For me, I jot down ideas, keep them in a file, and then implement the ones I
want to when I have time to do so.

I forget shit all the time, and really -- I don't want to hear any
philosophical fluff about how that must mean that the idea just wasn't all
that good. It's an attribute of my memory, not the idea.

I'm not an "idea person". I'm a "getting shit done" person, who happens to
have quite a few ideas, and who also happens to work full time and attend 12
credit hours a semester. I'd rather make a note of them, review them in my
free time, and implement when I feel like I can, or when I choose to than rely
on keeping some spark of inspiration kindled for an indefinite period of time.

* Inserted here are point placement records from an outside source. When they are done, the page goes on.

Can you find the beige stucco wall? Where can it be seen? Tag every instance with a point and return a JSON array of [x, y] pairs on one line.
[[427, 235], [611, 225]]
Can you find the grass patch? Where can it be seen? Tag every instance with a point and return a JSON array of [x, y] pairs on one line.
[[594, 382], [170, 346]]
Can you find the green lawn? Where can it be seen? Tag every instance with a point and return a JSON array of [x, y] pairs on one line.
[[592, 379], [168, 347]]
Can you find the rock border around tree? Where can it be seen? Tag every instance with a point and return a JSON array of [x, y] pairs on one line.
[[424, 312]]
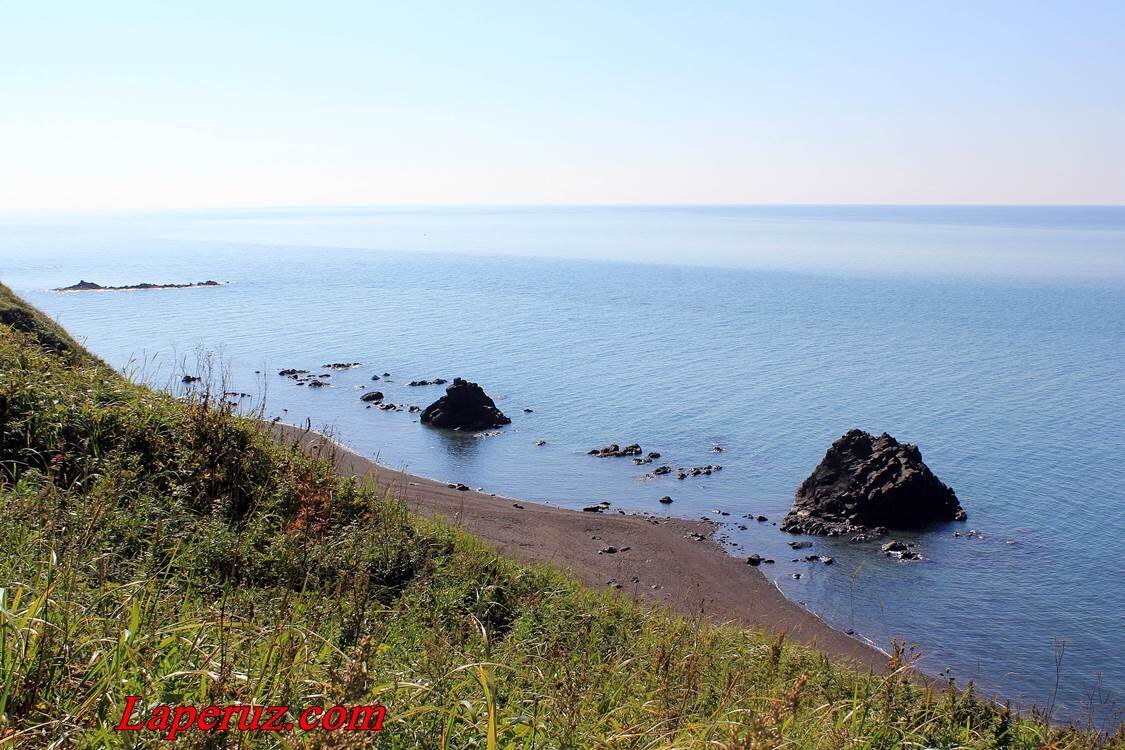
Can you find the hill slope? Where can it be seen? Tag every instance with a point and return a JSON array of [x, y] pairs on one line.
[[168, 549]]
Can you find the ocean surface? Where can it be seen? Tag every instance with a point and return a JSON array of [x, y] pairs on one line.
[[992, 337]]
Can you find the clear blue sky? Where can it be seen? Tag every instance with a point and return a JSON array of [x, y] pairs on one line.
[[153, 105]]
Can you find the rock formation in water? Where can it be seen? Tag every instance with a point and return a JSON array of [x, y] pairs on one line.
[[465, 406], [865, 485], [90, 286]]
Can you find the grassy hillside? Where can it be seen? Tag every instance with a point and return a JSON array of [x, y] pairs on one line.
[[47, 334], [168, 549]]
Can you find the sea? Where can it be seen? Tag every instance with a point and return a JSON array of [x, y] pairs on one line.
[[992, 337]]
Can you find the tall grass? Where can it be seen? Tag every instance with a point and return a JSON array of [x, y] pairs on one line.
[[169, 548]]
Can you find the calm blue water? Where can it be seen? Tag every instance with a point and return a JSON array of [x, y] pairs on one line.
[[992, 337]]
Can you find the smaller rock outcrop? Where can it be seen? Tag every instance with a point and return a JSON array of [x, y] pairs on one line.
[[866, 485], [615, 451], [465, 406]]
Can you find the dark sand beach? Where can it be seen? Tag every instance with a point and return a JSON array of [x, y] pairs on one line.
[[693, 577]]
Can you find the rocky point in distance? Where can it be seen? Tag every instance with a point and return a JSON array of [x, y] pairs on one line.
[[465, 406], [90, 286], [866, 485]]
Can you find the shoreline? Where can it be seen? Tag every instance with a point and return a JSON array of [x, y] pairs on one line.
[[669, 562]]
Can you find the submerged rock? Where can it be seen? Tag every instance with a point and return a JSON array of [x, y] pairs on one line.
[[465, 406], [865, 484], [615, 451]]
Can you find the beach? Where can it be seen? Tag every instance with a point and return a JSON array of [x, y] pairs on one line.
[[1017, 406], [692, 575]]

 _Not recording ideas is both a way of validating them and focusing your mind
on implementation. "Idea people" like us can easily lose ourselves in the
mental masturbation that is the generation of "ideas". The last thing we
should be doing is encouraging staying in that stage longer than we have to._

Yeah, luckily I'm not talking about just sitting around thinking of ideas and
not implementing them. I _never_ sit around _trying_ to come up with an idea,
and I get no satisfaction from just having an idea, which cuts out the
masturbation.

I'll agree that we shouldn't encourage people to sit around thinking of hare-
brained schemes, but please don't assume that everyones lifestyle and mind are
structured the way yours is.

There's no universal truth to be had about tracking ideas or todo items --
it's too subjective of a territory -- and when you talk as if there is, it
makes you sound like a jackass.

If _you_ never find yourself in the position of wanting to jot down ideas
because you "remember the good ones", wonderful. Don't tell me that it's not a
useful thing for me to do, because seriously -- if I _don't_ do things like
that, I _do not_ remember them. I don't remember what's in my ideas file right
now, but I guarantee you that some of those ideas I will start implementing
later.

Yeah, I'll always have more ideas than time. That's fine. I'll also know that
the ideas I've saved but haven't had the chance to work on are ones that I'm
actually interested in -- and I'll know that I didn't just forget some bright
idea that I've had.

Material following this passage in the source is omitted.